Kemelaratan | Catatan Ramadan: Ahmad Erani Yustika
“Poverty is not an accident. Like a slavery and apartheid, it is man-made and can be removed by the actions of human beings.” Kalimat bernas ini punya gema yang nyaring meski sudah amat lama dinukilkan oleh Nelson Mandela. Politik Apartheid bukan cuma menghancurkan kedaulatan bangsa, tapi juga melenyapkan kemanusiaan. Warga kulit hitam Afsel dianggap tak punya nilai sehingga bisa dinista dengan segala rupa dan cara. Seluruh sumber daya hayat diputus sehingga kehidupan mereka pupus. Jadi, kemelaratan tak jatuh dari langit. Kemiskinan bergoyang laiknya rumput kering yang disapu angin di halaman rumah.

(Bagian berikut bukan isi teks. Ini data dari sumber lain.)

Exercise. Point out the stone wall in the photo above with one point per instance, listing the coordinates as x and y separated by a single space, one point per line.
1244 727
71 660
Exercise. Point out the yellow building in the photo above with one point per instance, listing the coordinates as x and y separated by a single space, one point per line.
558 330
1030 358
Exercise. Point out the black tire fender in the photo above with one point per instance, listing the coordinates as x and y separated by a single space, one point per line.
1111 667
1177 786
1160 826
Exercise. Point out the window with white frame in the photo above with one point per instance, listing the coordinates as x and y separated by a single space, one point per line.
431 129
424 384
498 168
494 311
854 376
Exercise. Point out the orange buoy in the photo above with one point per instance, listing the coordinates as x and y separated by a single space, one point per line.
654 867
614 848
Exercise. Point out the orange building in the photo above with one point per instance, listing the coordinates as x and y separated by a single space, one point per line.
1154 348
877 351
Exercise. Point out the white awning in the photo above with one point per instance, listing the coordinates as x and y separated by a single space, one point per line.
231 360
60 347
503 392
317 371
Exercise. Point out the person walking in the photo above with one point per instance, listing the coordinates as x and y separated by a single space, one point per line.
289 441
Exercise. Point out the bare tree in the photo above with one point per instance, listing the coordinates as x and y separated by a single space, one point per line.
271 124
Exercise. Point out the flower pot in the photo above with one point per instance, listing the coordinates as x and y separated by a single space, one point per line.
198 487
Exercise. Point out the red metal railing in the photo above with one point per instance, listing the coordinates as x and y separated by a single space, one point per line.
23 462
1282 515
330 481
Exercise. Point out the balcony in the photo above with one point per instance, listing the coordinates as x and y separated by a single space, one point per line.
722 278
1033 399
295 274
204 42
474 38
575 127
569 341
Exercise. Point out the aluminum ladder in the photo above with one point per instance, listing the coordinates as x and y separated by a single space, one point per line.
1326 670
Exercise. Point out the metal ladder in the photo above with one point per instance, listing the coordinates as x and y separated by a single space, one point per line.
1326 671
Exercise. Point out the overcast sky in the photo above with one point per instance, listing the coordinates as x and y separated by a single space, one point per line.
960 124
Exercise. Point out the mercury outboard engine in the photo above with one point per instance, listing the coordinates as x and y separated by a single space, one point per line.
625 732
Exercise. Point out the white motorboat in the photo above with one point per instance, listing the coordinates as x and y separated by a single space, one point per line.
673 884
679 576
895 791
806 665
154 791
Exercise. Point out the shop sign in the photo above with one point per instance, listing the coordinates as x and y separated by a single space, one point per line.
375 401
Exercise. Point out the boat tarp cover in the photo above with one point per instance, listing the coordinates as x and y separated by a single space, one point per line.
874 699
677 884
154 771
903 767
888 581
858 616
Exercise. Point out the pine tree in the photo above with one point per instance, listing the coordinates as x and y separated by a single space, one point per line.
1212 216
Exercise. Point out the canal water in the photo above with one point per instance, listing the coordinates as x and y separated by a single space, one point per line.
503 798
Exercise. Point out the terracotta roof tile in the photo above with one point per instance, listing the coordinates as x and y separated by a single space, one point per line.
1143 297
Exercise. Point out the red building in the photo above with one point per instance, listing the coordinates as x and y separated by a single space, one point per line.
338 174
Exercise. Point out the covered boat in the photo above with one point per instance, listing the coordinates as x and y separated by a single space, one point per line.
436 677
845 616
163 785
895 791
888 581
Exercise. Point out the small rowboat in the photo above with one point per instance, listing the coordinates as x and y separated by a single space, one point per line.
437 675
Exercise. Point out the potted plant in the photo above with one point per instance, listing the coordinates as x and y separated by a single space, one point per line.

Hati Mandela terpuruk, ia lunglai menatap kepedihan yang tak terperikan. Dia lawan sistem yang menindas. Diskriminasi mesti dihentikan. Kehormatan wajib ditegakkan. Tiap bangsa punya harga dan masing-masing orang tidak bisa dihina. Sepanjang hidupnya diabdikan untuk membangun kesetaraan warga. Tak boleh nasib manusia dikotori berdasarkan ras, suku, atau agama. Warna kulit bukan pembeda kemanusiaan, ia pemersatu keberagaman. Ia tahbiskan pikiran dan hatinya untuk membungkam kesewenangan. Mandela mendekam 27 tahun di penjara sebagai ganjaran atas perjuangan.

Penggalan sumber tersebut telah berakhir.